Every Bright Minds course has one unit where the walls between subjects come down on purpose — where the science refuses to stay in the science box and pulls in history, reading, writing, and math because it cannot be honestly told without them. In this course, that unit is built around Michael Faraday and his discovery of electromagnetic induction: how a moving magnet makes electricity flow. It is the physical science analog of the cholera map that anchors our biology course — a single real person whose story turns out to touch everything.
The discovery first
The discovery looks almost simple when you do it at the bench. Take a coil of wire, push a bar magnet through the middle of it, and a current flows — you can watch a meter's needle jump. Pull the magnet back out, and the current flows the other way. Hold the magnet still, and nothing happens at all. It is the motion that matters. Before Faraday worked this out in 1831, the only way to make electricity was a battery, and almost no one suspected that magnetism and electricity were two sides of one thing.
What makes Faraday a perfect anchor for this unit is that understanding his discovery leans on nearly everything the course teaches at once. It is a problem about electricity — a current needs a complete loop, the same rule a student learns wiring a battery, a switch, and a bulb. It is a problem about magnets — a bar magnet has an invisible field, the one you map with iron filings on a sheet of paper. And it is a problem about forces and motion — moving the magnet is what does the work. Faraday saw all of it, and he saw it without the heavy mathematics most scientists of his day relied on. He thought in pictures, in what he called lines of force.
The same simple loop a student wires at the bench — battery, wire, bulb — is the loop Faraday used to light the path to every power plant, every motor, and every switch in the modern world.
The self-taught boy
Faraday did not start in a laboratory. He was born poor in London in 1791, and at fourteen he was apprenticed to a bookbinder. That could have been the end of the story. Instead, he read the books he was hired to bind — an encyclopedia article on electricity, a small science book written for beginners — and he was hooked. He saved up to attend public science lectures, took careful notes, bound those notes into a book of his own, and mailed them to the famous scientist who had given the talks. It earned him a job washing bottles at the Royal Institution. From there, with almost no formal schooling and barely any mathematics, he became the greatest experimentalist of his age.
History, reading, and writing
That is the thread this unit follows out into the other subjects. Faraday's discovery did not stay in his notebook. Generators and motors — machines built directly on electromagnetic induction — powered the second half of the Industrial Revolution and, within a single lifetime, wired the world for electric light. That is history: you cannot tell the story of the modern electric age without starting in his lab.
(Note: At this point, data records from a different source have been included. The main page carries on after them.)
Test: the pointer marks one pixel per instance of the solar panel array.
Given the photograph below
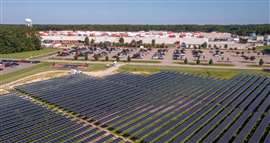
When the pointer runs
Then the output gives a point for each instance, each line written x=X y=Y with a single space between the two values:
x=23 y=121
x=167 y=106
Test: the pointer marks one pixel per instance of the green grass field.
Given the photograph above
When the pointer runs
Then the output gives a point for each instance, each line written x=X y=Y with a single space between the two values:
x=9 y=77
x=42 y=67
x=260 y=48
x=209 y=72
x=29 y=54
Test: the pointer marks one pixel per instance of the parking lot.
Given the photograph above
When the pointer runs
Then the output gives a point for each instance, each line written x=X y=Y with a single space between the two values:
x=165 y=55
x=7 y=66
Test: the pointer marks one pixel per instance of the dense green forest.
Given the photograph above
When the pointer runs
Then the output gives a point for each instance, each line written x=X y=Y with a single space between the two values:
x=260 y=29
x=18 y=39
x=235 y=29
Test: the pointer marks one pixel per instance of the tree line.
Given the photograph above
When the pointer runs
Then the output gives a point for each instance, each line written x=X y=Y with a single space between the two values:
x=18 y=39
x=243 y=30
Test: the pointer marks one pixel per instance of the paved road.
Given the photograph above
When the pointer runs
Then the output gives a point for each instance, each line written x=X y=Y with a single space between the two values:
x=159 y=64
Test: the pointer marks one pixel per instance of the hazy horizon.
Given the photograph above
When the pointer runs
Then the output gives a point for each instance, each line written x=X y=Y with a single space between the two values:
x=147 y=12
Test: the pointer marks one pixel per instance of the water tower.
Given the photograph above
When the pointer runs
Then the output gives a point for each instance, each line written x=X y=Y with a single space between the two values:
x=28 y=22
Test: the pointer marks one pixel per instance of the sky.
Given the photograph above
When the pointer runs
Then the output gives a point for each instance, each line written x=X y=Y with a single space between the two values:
x=135 y=11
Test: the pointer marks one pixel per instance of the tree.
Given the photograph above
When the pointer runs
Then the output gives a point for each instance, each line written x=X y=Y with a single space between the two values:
x=87 y=41
x=210 y=62
x=86 y=56
x=225 y=46
x=96 y=57
x=76 y=57
x=153 y=43
x=92 y=42
x=186 y=61
x=261 y=62
x=128 y=59
x=198 y=61
x=121 y=40
x=107 y=58
x=117 y=58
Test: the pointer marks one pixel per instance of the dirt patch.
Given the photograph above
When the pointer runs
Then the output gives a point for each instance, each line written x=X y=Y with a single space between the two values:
x=107 y=72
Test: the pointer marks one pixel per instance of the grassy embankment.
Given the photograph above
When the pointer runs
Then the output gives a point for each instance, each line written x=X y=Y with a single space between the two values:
x=209 y=72
x=42 y=67
x=29 y=54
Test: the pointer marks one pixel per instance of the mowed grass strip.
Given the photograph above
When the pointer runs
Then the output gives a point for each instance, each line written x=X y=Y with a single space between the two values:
x=9 y=77
x=29 y=54
x=208 y=72
x=42 y=67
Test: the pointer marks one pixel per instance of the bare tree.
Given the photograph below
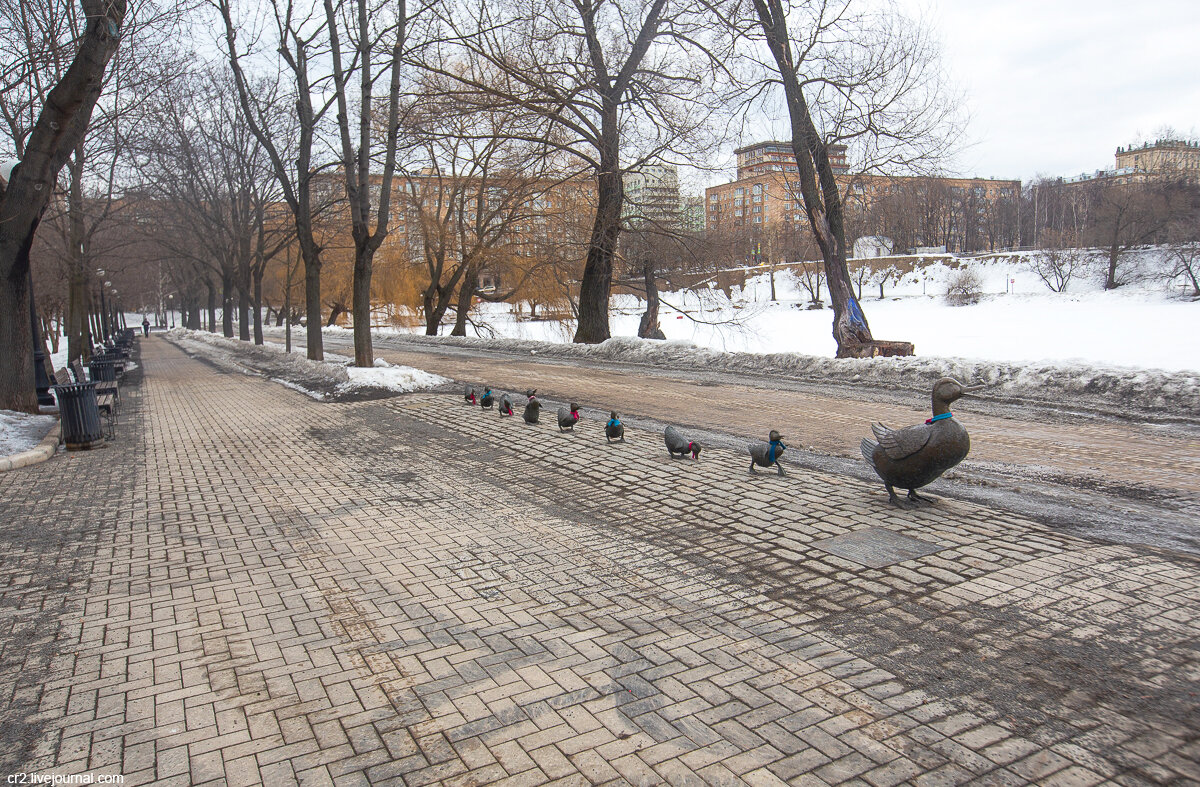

And the way Faraday worked reaches into the parts of school that are not usually filed under science:
- History. One curious experiment — a magnet moving through a coil — grew, over decades, into power stations, electric trains, and the light in the room where you are reading this. Ideas scale, and a serious education traces how.
- Reading and writing. Faraday kept meticulous diaries of every experiment, numbered and dated, so anyone could follow his thinking — the ancestor of the lab notebook you keep in this course. He also became a spellbinding public teacher, whose Christmas Lectures for young people are still famous today. Clear science and clear writing were the same skill for him.
- Applied math. You do not need heavy math to follow Faraday, but you do need the everyday kind: reading a circuit, comparing ratios, keeping a tidy data table. The math is a tool for seeing the pattern — exactly what it was for him.
And back to the bench
The thread runs full circle, back to where it started — a student at the bench with a battery, a coil, and a magnet. When you wire a simple circuit in the Electricity & Magnetism unit and watch a bulb light in a complete loop, or wrap wire around an iron nail and build an electromagnet that lifts a chain of paper clips, you are repeating, by hand, the experiments that made the modern world. Faraday's greatness was not that he was born knowing things. It was that he stayed curious, wrote everything down, and tested every idea against the real world — which is exactly what this course asks of you.
That is what integration means here. Not a science lesson with a history anecdote stapled on, but a single life held up to the light until a student can see, through it, how science, history, reading, writing, and math were never really separate subjects at all. The core spokes — History, Reading, and Writing — ride along in every unit; an applied-math lane (basic circuits, ratios, reading a data table) runs underneath; and each unit reaches for the elective spokes its story earns — here, the history of the electric revolution and the self-taught life that started it. The integration guide lays out the full model.